Original Research ARTICLE
Investigation of event-based memory surfaces for high-speed detection, unsupervised feature extraction, and object recognition
- 1Western Sydney University, Australia
In this work we investigate event-based feature extraction through a rigorous framework of testing. We test a hardware efficient variant of Spike Timing Dependent Plasticity (STDP) on a range of spatio-temporal kernels with different surface decaying methods, decay functions, receptive field sizes, feature numbers, and back end classifiers. This detailed investigation can provide helpful insights and rules of thumb for performance versus complexity trade-offs in more generalized networks, especially in the context of hardware implementation, where design choices can incur significant resource costs. The investigation is performed using a new dataset consisting of model airplanes being dropped free-hand close to the sensor. The target objects exhibit a wide range of relative orientations and velocities. This range of target velocities, analyzed in multiple configurations, allows a rigorous comparison of time-based decaying surfaces (time surfaces) versus event index-based decaying surface (index surfaces), which are used to perform unsupervised feature extraction, followed by target detection and recognition. We examine each processing stage by comparison to the use of raw events, as well as a range of alternative layer structures, and the use of random features. By comparing results from a linear classifier and an ELM classifier, we evaluate how each element of the system affects accuracy. To generate time and index surfaces, the most commonly used kernels, namely event binning kernels, linearly and exponentially decaying kernels, are investigated. Index surfaces were found to outperform time surfaces in recognition when invariance to target velocity was made a requirement. In the investigation of network structure, larger networks of neurons with large receptive field sizes were found to perform best. We find that a small number of event-based feature extractors can project the complex spatio-temporal event patterns of the dataset to an almost linearly separable representation in feature space, with best performing linear classifier achieving 98.75% recognition accuracy, using only twenty-five feature extracting neurons.

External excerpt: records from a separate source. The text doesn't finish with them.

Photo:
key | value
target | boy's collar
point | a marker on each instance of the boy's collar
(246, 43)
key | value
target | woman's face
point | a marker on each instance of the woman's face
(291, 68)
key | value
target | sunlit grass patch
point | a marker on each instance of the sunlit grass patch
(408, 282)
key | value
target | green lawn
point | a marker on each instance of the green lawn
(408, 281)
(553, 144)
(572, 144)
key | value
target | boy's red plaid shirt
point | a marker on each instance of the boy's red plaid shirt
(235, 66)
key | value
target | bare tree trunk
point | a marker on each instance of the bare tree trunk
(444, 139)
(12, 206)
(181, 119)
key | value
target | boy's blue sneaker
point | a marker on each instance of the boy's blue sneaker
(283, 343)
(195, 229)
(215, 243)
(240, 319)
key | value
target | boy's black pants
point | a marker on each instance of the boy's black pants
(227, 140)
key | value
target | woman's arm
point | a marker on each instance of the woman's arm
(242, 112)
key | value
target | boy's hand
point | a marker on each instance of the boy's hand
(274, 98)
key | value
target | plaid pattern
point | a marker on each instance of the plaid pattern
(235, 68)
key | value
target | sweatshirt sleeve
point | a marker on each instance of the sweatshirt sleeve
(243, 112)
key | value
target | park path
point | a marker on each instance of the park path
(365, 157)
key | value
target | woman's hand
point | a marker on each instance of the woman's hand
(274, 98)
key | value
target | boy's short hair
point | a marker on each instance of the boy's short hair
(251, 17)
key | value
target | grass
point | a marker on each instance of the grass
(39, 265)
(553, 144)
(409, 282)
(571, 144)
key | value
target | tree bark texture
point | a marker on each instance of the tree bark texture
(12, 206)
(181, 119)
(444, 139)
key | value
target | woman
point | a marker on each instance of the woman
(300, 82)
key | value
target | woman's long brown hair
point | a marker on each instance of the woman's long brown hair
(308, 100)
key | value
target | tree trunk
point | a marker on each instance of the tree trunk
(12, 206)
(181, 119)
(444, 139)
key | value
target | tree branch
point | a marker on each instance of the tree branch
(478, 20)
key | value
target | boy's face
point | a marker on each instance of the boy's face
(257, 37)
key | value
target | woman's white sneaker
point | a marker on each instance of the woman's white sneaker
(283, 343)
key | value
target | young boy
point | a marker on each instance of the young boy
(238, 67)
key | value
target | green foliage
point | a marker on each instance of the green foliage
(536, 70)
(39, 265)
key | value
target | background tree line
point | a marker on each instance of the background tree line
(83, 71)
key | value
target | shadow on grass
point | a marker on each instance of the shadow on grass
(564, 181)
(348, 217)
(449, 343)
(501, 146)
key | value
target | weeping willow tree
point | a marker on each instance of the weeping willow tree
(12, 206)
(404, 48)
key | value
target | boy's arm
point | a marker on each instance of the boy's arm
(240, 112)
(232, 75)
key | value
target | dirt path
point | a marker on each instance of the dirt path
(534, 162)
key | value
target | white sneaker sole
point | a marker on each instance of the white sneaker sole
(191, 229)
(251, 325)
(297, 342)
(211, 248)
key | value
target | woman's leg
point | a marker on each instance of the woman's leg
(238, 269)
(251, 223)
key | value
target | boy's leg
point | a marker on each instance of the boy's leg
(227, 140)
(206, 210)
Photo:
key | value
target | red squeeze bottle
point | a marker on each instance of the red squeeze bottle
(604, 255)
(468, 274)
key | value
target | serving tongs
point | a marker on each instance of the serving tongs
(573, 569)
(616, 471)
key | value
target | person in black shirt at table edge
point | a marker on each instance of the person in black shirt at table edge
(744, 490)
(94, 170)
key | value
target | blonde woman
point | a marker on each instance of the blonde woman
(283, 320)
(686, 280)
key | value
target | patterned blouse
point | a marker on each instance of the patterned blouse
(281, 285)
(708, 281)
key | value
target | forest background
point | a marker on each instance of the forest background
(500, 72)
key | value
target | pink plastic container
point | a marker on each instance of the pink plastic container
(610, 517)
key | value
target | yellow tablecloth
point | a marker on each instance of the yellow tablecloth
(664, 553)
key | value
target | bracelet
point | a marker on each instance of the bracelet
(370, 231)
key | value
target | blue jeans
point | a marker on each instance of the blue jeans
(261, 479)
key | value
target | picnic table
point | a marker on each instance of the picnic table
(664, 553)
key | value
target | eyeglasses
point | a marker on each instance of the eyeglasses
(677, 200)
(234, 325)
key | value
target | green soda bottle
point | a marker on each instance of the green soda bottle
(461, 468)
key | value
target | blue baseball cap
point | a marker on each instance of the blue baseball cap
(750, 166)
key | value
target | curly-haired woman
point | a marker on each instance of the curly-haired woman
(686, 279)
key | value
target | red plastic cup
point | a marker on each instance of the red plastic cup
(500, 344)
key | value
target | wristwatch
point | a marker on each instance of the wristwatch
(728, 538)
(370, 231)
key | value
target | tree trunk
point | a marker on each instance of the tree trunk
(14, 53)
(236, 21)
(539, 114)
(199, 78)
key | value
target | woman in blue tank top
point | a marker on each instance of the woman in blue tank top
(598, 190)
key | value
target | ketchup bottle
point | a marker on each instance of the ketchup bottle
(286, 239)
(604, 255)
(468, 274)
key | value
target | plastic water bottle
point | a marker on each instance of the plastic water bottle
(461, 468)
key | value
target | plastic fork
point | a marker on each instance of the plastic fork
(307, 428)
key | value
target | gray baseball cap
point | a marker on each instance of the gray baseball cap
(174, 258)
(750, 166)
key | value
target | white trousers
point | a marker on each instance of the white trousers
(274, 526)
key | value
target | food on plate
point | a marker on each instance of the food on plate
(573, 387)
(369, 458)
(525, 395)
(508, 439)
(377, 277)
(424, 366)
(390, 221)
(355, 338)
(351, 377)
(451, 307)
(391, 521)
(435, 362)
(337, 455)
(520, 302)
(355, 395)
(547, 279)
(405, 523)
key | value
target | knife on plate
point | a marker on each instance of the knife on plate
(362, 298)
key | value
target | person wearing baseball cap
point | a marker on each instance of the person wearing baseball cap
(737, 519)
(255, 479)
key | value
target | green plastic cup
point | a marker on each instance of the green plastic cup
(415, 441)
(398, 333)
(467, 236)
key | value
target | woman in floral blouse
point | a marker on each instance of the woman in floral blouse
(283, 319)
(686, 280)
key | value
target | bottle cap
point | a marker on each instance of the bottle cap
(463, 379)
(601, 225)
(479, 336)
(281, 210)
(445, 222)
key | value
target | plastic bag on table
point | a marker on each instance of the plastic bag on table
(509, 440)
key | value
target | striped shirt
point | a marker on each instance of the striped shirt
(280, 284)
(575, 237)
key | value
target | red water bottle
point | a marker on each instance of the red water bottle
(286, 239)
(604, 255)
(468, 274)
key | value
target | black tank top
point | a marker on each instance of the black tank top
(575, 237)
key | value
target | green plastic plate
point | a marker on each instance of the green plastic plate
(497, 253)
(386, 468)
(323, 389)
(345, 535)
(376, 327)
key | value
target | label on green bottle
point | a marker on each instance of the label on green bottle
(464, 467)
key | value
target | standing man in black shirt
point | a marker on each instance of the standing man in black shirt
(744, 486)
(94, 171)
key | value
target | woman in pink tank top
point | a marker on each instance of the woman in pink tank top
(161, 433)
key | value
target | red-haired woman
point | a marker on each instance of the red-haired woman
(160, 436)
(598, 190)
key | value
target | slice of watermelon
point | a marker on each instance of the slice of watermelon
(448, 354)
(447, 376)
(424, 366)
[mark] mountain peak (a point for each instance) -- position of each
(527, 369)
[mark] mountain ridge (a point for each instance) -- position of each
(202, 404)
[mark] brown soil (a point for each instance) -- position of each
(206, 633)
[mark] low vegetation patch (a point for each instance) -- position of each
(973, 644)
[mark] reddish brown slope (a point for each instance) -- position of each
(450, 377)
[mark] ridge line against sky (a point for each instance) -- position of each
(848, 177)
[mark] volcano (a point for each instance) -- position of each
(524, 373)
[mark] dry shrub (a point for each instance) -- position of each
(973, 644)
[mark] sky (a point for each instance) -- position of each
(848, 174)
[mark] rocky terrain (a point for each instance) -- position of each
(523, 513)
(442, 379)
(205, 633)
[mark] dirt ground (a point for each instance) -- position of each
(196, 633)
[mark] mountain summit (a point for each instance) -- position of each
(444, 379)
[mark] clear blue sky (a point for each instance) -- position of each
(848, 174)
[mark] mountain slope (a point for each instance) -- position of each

Keywords: event-based vision, Recognition & Classification, Neuromorphic, event-based, unsupervided learning
Received: 17 Aug 2018;
Accepted: 24 Dec 2018.
Edited by:Haizhou Li, National University of Singapore, Singapore
Reviewed by:Huajin Tang, Sichuan University, China
Arren Glover, Fondazione Istituto Italiano di Tecnologia, Italy
Copyright: © 2018 Afshar, Hamilton, Tapson, van Schaik and Cohen. This is an open-access article distributed under the terms of the Creative Commons Attribution License (CC BY). The use, distribution or reproduction in other forums is permitted, provided the original author(s) and the copyright owner(s) are credited and that the original publication in this journal is cited, in accordance with accepted academic practice. No use, distribution or reproduction is permitted which does not comply with these terms.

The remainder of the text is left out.